This will be resolved in the build_all_updates branch. Still doing some tests, but it seems to be working.
Output of Fixed code: logs are printing out of order, but you can tell what is happening in here.
...
100% [############################################] Time: 0:00:02 1.1 MiB/s
100% [############################################] Time: 0:00:02 1.3 MiB/s
Successfully downloaded: 1137
Failed downloads: 2
100% [############################################] Time: 0:00:02 1.2 MiB/s
100% [############################################] Time: 0:00:04 794.0 KiB/s
Successfully downloaded: 2
gdc-client already installed
Using provided manifest and downloading data...
Using gdc tool and retrieving get metadata...
Total files to download: 1139
Starting initial download...
Initial download complete.
Retrying download for 2 files (Attempt 1/5):
Missing files: 2
File IDs: 70efab6a-c0d3-403a-8708-880136723d1f, 4b362fa9-4031-4404-8522-cf19308dea49
Starting retry 1 download...
Retry 1 complete.
All files downloaded and verified successfully.
All files downloaded and verified successfully after retries.

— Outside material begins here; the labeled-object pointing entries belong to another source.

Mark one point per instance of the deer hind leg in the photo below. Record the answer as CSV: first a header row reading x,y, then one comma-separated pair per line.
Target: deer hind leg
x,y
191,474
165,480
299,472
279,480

Extracting UUIDs from manifest...
When the manifest files are downloaded, it is possible that some files fail to download and are ultimately excluded from the build process. We need to make this process more robust so it either fails and exits when this happens, or better, it re-runs the failed files until they download correctly.
This possibility is present in all HCMI omics builds.